The urinary bladder carcinogenicity of N-[4-(5-nitro-2-furyl)-2-thiazolyl] formamide (FANFT) was investigated by feeding a diet containing 0.188% FANFT to female Fisher rats. Urinary bladder carcinoma incidences of 0% (0/5), 10% (3/30) and 16% (7/44) were observed in rats killed immediately after receiving FANFT for 10, 15 and 20 weeks respectively as compared to bladder carcinoma incidences of 0% (0/8), 50% (4/8) and 33% (9/27) for rats fed FANFT at the same dose and time period but placed on a control diet for up to 30 weeks. Severe hyperplasia of the bladder epithelium including papillomas were observed in almost all the animals fed FANFT for 15 or 20 weeks. The mutagenic activity in the urine of rats and mice administered FANFT or 2-amino-4-(5-nitro-2-furyl)thiazole (ANFT), one of the metabolites of FANFT, was assayed with spot and plate tests for mutagenicity in Salmonella typhimurium TA100. The mutagens excreted into the urine were also analyzed by methods combining TLC and mutation tests.

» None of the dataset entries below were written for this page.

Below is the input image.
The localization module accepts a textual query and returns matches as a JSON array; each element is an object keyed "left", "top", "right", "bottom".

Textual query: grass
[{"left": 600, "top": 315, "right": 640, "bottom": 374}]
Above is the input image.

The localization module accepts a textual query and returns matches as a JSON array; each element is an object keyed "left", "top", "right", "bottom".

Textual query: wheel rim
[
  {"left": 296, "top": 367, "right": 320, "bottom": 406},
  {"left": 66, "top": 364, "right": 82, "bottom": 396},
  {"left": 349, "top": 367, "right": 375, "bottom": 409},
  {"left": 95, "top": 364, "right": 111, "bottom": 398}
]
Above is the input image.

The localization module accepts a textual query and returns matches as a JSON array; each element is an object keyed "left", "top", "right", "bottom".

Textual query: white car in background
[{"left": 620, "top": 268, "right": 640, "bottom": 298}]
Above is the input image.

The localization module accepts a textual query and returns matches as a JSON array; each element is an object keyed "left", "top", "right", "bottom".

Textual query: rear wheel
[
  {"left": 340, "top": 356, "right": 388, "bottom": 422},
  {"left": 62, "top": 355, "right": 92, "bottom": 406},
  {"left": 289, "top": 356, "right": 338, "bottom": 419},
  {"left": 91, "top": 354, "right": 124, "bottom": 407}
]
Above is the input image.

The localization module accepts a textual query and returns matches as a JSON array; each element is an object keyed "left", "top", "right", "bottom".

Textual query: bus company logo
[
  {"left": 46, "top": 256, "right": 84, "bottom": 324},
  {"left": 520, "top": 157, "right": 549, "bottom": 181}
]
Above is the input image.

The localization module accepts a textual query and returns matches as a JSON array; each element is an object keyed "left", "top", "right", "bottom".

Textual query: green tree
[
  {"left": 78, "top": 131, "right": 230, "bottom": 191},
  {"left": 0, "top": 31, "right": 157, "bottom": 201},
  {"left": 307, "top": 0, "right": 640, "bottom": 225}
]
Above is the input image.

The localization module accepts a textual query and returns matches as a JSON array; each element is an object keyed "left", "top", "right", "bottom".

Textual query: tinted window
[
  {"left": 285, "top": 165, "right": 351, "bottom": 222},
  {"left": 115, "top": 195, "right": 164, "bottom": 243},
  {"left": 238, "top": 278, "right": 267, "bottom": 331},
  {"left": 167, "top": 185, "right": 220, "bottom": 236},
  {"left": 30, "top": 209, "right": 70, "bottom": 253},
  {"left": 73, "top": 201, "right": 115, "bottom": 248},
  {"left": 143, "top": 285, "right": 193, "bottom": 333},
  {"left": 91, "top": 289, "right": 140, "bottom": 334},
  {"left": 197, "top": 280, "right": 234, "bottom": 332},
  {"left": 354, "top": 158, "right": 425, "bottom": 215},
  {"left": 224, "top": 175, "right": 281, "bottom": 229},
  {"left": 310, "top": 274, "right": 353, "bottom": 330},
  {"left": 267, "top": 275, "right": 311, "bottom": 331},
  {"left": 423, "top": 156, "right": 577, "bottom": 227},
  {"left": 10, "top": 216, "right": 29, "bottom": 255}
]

The data thus obtained clearly demonstrated that the mutagenicity of the urine of rats and mice administered FANFT was significantly greater than that of the animals administered ANFT, and that ANFT excreted into the urine was mainly responsible for the mutagenicity of the urine of the animals administered FANFT or ANFT. It was also demonstrated that the concentration of ANFT in the urine of rats and mice administered FANFT was more than 8 and 6 times higher respectively than that of the animals administered ANFT. Radioisotopic studies showed that the amount of ANFT excreted into the urine for 24 hours after oral administration of FANFT comprised less than 5% of all the urinary metabolites of FANFT in mice, despite the fact that ANFT excreted into the urine was mainly responsible for the strong mutagenic activity of the urine. The results were discussed and it was concluded that FANFT has a potent carcinogenicity for the urinary bladder of rats, and that ANFT excreted into the urine after administration of FANFT may be responsible for the urinary bladder carcinogenicity of this compound.